Spray a small skillet with cooking spray. Add sausage and cook until warmed and crisp on the edges. Remove from skillet and keep warm.
In another small bowl combine eggs, onion whites, ¼ teaspoon salt and pepper. Beat with a fork to combine. Add butter to skillet and scramble eggs.
Build your bowl: Chop the fries and sausage. Layer ¼ of the eggs, sausage, fries, cheese and salsa in each of 4 bowls. Top with hot sauce (if desired). Makes 4 bowls.
Protein: 16 g
Carbohydrate: 27 g
Dietary Fiber: 5 g
Total Sugars: 8 g
Total Fat: 21.5 g
Saturated Fat: 5.5 g
Cholesterol: 225 mg
Sodium: 580 mg
Nutrition Note: Looking to lighten it up?
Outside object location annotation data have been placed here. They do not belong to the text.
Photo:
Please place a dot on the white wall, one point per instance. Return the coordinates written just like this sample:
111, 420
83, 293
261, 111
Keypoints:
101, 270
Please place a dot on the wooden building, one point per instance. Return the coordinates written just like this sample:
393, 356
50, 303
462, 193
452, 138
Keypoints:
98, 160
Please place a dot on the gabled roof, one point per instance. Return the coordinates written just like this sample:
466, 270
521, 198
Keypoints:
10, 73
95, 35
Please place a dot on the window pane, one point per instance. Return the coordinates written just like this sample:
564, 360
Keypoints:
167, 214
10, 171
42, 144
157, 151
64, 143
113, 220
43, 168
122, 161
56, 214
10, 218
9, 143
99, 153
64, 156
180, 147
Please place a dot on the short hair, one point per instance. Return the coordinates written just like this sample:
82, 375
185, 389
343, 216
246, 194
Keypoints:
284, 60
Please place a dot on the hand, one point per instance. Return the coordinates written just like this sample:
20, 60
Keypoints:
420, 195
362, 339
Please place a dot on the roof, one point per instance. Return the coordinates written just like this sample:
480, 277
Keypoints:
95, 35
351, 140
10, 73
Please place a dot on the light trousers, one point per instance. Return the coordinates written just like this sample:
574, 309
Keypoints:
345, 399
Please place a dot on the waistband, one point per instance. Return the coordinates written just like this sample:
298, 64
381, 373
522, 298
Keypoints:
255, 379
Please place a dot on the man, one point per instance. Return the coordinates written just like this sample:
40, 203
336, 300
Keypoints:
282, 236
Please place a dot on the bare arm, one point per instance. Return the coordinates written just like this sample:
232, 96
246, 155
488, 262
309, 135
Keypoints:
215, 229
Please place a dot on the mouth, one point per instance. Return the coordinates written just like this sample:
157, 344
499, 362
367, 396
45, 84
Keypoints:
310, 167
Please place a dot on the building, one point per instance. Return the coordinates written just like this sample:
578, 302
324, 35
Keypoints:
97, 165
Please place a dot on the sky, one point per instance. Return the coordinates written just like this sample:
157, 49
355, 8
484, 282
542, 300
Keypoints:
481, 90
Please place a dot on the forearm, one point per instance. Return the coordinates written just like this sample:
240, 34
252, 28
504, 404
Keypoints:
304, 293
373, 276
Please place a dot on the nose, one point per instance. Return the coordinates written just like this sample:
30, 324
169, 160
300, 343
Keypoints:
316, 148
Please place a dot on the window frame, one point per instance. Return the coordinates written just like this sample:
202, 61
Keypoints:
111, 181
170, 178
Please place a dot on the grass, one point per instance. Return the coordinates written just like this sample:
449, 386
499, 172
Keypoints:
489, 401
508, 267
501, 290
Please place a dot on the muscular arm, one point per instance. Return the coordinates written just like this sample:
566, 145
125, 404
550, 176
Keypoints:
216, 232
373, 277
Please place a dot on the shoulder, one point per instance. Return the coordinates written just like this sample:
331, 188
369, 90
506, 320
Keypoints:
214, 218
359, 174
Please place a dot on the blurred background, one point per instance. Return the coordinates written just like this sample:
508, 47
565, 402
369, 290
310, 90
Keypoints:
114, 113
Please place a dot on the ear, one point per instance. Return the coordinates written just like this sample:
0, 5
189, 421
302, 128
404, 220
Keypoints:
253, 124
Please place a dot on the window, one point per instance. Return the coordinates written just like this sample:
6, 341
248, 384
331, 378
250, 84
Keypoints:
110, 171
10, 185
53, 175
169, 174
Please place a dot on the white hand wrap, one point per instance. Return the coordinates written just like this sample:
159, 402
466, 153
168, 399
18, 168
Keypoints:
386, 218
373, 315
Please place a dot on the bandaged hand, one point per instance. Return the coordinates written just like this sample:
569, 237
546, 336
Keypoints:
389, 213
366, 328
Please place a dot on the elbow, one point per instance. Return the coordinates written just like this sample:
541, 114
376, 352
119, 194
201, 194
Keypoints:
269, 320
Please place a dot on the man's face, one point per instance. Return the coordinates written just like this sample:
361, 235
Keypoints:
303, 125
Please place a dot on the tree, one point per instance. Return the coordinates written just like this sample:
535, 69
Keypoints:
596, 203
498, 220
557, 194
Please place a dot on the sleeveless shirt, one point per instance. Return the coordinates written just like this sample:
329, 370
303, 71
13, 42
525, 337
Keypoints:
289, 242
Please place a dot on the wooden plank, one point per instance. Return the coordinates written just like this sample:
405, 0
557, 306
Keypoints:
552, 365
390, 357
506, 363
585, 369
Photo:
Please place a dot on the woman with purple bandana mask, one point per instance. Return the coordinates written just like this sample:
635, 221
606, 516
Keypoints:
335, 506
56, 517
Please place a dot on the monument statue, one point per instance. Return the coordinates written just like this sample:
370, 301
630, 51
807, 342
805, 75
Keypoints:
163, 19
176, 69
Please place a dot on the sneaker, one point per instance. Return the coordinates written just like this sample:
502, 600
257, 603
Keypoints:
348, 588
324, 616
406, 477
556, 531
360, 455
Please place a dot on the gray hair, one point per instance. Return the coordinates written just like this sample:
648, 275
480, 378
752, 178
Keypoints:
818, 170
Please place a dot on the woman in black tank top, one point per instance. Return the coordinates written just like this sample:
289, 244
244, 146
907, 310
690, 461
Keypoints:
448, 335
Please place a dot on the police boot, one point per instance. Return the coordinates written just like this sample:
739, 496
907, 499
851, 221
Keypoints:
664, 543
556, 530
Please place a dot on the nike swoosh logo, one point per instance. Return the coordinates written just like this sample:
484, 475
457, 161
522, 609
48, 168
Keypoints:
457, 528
Substitute egg whites for all or part of the egg, use reduced fat cheese and/or omit the butter and scramble eggs in a non-stick pan with cooking spray.
Miss the tortilla? Wrapping it up in a 10-inch tortilla adds roughly 200 calories, 4 grams of fat, and 500 milligrams of sodium. Alternatively, you can serve it (as show above) with a piece of lightly buttered whole grain toast for an extra (roughly) 100 calories, 4 grams of fat and 100 mg of sodium.
Serving suggestion: Serve with fruit salad.